A la fin, tout est en couleurs, et Carlito ne tient pas le même discours, comme s'il n'était plus le même, ou que le flash-back ne nous ramenait pas exactement à la situation initiale: cette balle n'est plus une blessure de plus, mais la dernière: «Tous les points de suture du monde ne pourront pas me recoudre. Laisse tomber. Laisse-toi aller.». Quelque chose a changé. L'affiche, de cliché, devient une sorte de micro-film autonome : elle s'anime, s'embrase ; les silhouettes photographiées se mettent à danser et l'on devine dans l'une d'elles Gail. Au début, l'image faisait venir le flash-back; à la fin, ce serait plutôt un flash-over, mais qui ne peut être que pur fantasme. La fiction se clôt sur son au-delà, ou bien sur ce qui n'aura jamais lieu.
La forme en flash-back où le début et la fin se font écho implique le caractère itératif de l'histoire, et c'est bien là le drame -classique-: il a déjà brisé le cœur de Gail, avant d'aller en prison. Il en sort et cette histoire recommence. Et comme la fin reste malgré tout indécise (meurt-il?), l'histoire pourrait avoir lieu de nouveau. Dans un passé qui est hors du film, mais non pas hors de l'histoire, il a échoué comme malfrat, et dans la portion de l'histoire que nous montre le film, il échoue sur la voie de l'honnêteté. Là se situe le drame de Carlito: il veut casser son image de malfrat, mais celle-ci le rattrape; sorti de prison, il ne peut s'en libérer. La scène du tribunal, où Carlito prend la parole -et la gardera pendant tout le film, exceptée la séquence où Kleinfeld se rend à la prison flottante- est en cela édifiante: avec véhémence, il s'engage à rester dans la voie de l'honnêteté. Son avocat esquisse un sourire ironique, et l'on sent bien que dans la salle, l'incrédulité règne. Nous-mêmes, spectateurs, ne doutons pas que Carlito ne retombe dans le vice, car telle est la loi du genre, loi qu'il feint d'ignorer: on n'échappe pas à son milieu. Nous savons donc doublement la fin: par la loi du genre, et par le choix de cette structure en flash-back qui nous donne la fin avant le début. De Palma creuse par le choix narratif ce qui est toujours à l'œuvre dans les films noirs, accentuant ainsi l'idée de fatalité circulaire.

Mais, là où De palma s'écarte des modèles précédents, c'est que le début et la fin du film posent des problèmes de raccordement: la situation diégétique est la même, mais le traitement figural et narratif diffère, la circularité est mise en doute. Deux hypothèses sur le dénouement diégétique: Carlito meurt pour de bon, ou bien Carlito s'en sortira encore une fois et tout pourra recommencer. Chacune des deux séquences qui bornent le film semble choisir une hypothèse et la démontrer. La fin choisit l'hypothèse de la mort: Carlito reconnaîtrait alors dans l'affiche la nature fantasmatique de son projet : Gail n'arrêtera pas de danser, sans lui. Une scène, à l'intérieur du flash-back, préfigurait cette forclusion finale: Carlito, sous la pluie, à travers une fenêtre, regarde un cours de danse et reconnaît Gail dans l'une des danseuses.
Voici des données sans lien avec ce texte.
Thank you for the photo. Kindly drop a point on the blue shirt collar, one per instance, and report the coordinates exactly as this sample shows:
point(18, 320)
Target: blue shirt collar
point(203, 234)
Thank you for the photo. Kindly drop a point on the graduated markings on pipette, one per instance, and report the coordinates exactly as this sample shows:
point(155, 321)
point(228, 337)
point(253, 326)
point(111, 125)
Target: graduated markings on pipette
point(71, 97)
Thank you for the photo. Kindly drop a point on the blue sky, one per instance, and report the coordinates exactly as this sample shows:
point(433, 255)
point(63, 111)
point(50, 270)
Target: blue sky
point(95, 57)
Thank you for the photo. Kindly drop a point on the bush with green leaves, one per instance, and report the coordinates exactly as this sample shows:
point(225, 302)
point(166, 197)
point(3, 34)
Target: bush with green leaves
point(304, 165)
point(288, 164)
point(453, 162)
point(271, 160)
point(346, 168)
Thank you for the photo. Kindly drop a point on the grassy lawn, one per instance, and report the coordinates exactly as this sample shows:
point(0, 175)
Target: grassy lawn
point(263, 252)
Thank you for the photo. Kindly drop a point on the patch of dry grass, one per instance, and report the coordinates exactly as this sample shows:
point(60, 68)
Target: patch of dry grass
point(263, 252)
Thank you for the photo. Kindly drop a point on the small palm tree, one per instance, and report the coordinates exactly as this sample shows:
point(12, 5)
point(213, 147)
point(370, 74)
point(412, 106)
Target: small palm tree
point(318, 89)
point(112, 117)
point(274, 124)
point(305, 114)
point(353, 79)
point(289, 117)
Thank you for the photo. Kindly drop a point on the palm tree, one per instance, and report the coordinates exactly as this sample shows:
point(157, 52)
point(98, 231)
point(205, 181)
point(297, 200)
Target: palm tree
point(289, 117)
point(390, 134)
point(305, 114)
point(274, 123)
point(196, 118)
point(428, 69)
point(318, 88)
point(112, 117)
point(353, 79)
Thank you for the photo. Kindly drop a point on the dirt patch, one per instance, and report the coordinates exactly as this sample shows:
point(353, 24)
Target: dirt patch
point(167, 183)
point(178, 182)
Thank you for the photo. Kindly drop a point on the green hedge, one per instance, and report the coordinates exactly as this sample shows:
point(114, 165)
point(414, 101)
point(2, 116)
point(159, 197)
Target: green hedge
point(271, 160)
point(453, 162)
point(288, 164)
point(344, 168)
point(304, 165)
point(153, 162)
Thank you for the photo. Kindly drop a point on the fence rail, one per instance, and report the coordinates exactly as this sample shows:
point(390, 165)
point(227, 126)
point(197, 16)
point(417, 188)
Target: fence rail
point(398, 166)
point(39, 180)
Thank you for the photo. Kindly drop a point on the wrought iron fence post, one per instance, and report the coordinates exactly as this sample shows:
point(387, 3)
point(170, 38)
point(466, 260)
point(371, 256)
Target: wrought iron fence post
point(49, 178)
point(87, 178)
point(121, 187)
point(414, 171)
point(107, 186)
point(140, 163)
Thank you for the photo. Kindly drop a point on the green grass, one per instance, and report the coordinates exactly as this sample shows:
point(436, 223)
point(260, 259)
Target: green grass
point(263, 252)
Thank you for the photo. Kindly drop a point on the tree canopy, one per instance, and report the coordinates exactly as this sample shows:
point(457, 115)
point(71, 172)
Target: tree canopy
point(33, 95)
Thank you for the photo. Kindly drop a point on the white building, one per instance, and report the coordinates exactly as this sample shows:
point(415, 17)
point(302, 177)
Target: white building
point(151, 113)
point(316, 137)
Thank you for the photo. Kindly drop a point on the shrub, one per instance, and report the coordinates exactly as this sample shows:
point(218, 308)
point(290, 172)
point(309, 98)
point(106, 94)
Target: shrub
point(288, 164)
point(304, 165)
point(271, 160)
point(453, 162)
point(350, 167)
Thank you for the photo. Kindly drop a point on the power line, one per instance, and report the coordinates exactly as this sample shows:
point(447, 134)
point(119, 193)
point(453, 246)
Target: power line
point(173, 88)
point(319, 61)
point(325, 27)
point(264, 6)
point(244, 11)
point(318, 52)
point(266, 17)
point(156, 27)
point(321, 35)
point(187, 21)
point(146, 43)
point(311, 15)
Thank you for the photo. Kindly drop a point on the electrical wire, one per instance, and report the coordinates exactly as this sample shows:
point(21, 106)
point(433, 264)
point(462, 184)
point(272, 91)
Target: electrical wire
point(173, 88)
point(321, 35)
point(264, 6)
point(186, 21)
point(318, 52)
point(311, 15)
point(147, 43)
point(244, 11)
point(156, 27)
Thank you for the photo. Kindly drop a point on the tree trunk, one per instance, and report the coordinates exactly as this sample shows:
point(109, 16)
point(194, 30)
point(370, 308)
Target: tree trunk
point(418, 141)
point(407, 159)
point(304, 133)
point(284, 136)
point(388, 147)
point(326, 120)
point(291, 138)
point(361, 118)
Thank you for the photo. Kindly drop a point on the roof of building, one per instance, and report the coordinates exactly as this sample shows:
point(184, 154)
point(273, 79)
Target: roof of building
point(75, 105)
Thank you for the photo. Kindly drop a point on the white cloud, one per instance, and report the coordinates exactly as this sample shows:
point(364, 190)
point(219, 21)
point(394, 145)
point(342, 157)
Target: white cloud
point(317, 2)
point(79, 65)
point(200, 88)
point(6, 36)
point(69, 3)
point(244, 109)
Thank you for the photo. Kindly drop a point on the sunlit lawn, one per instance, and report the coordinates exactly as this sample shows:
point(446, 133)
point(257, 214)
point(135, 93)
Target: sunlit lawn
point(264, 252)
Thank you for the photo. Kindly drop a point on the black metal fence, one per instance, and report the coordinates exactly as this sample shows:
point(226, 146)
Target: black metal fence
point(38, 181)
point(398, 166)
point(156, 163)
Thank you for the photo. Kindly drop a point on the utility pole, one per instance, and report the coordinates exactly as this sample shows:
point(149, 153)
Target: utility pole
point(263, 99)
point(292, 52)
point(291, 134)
L' embrasement vient infirmer le début. Il en empêche la répétition exacte, sans toutefois lui substituer un autre dénouement. Est-ce la dernière image que voit Carlito et, dans son délire, croit-il qu'elle s'anime? Une image mentale? Ou bien est-ce un insert extra-diégétique? Au lieu de boucler la boucle du film, par l'ambiguïté qu'elle introduit dans la trame narrative, elle en suggère un au-delà, qui n'a plus rien à voir avec la diégèse, séquence en trop qui ne s'insère pas dans le récit. Escape to Paradise, c'est donc le moteur de la fiction, mais aussi ce qui, à la toute fin, la sape par un doute mortel.